April 02, 2018

Difference Between Micro and Macro Economics

April 02, 2018

Economics is the study of how people use limited resources to satisfy their unlimited wants.  The subject-matter of economics is divided into two main categories - microeconomics and macroeconomics. The term microeconomics is derived from the Greek word ‘mikros’ which means small while the term macroeconomics is also derived from the Greek word ‘makros’ which means large.  This article will explain the concept and distinguish between microeconomics and macroeconomics.

Difference between micro and macro economics


Microeconomics is the study of particular units of an economy. It looks to individual consumers, individual firms and small group of industries and markets. It helps to solve the three central problems of an economy: 1) What to produce? 2) How to produce and 3) For whom to produce? Microeconomics is concerned with:
  • Theory of consumer’s behavior. (E.g. Law of diminishing marginal utility and indifference curves analysis)
  • Theory of firm’s behavior. (Firms equilibrium)
  • Theory of price. (Equilibrium of demand and supply)
  • Theory of production. (Laws of returns)

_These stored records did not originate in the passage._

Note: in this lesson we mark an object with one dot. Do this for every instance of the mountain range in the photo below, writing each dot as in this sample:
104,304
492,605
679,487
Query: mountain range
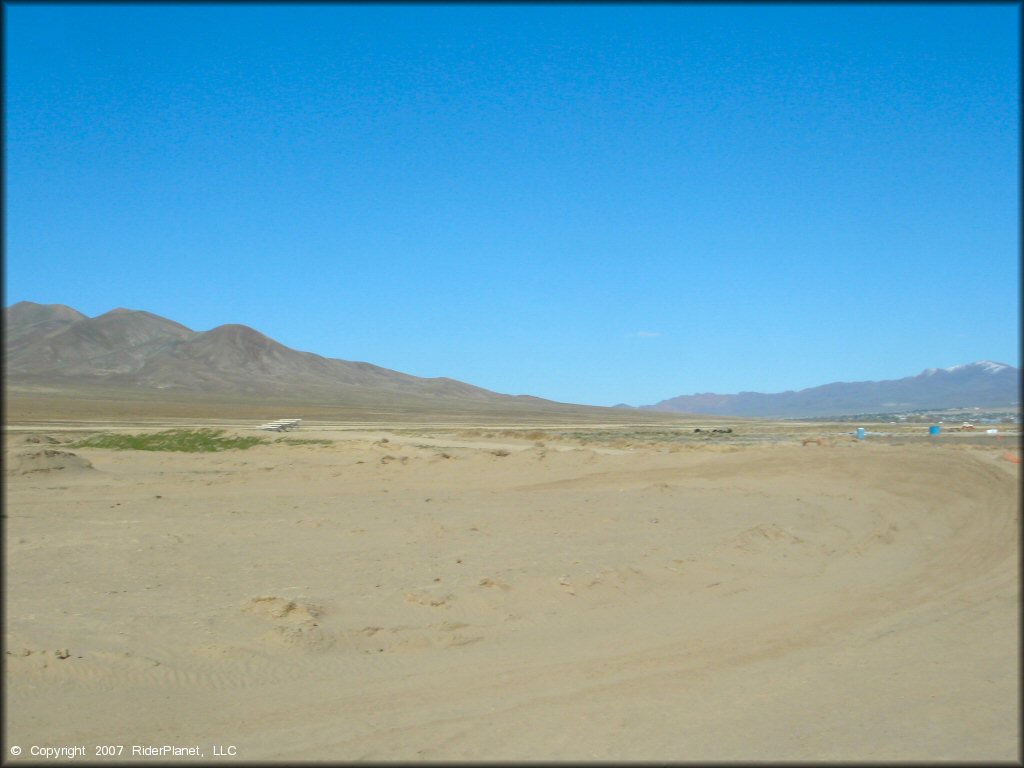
983,384
55,348
52,345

Macroeconomics is the study of economy as a whole, not just specific unit of an economy. It looks to the entire industries and large-scale economic issues. Its central focus is to determine level of national income and employment. Macroeconomics is concerned with:

  • Reasons for inflation and deflation.
  • Theory of international trade. (Balance of trade and balance of payments)
  • Employment and economic growth.
  • Fiscal and monetary policies.
  • National income and output.
  • Theory of consumption
  • Savings and investment.
  • General price level.

Difference Between Micro and Macro Economics 

1. Micro means small so microeconomics studies small units of an economy. While macro means large so macroeconomics studies large scale of an economy.

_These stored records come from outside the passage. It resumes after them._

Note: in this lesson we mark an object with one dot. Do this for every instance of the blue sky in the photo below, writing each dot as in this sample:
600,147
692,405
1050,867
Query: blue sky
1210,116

2. Microeconomics looks to the particular firms, particular industries, particular households, particular commodities and individual prices, wages and incomes. On the other hand, macroeconomics looks to national income, national output, national consumption and savings, general price level, investment and employment.  

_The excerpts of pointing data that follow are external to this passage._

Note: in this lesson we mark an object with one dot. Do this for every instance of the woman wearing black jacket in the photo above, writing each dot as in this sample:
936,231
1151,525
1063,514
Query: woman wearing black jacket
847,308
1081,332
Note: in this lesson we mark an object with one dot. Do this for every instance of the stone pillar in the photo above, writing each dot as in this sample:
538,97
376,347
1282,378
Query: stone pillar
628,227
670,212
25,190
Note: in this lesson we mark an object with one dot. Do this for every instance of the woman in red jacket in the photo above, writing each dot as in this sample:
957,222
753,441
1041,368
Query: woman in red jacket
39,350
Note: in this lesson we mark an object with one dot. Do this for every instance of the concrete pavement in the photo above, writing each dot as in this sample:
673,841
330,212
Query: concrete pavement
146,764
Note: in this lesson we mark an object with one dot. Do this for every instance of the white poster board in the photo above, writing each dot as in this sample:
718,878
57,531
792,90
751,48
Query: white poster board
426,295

3. The basis of microeconomics is the demand and supply which help to determine equilibrium price in the market. Inversely, the basis of macroeconomics is the national income, national output, employment, general price level, and economic growth and development.   

4. Microeconomics is based on some principles to illustrate different laws, which means microeconomics applies the technique of partial equilibrium analysis. Conversely, macroeconomics applies the technique of general equilibrium analysis which deals with aggregate economic variations.  

5. Microeconomics is generally known as Price Theory. While macroeconomics is generally referred to Theory of Income, output and Employment.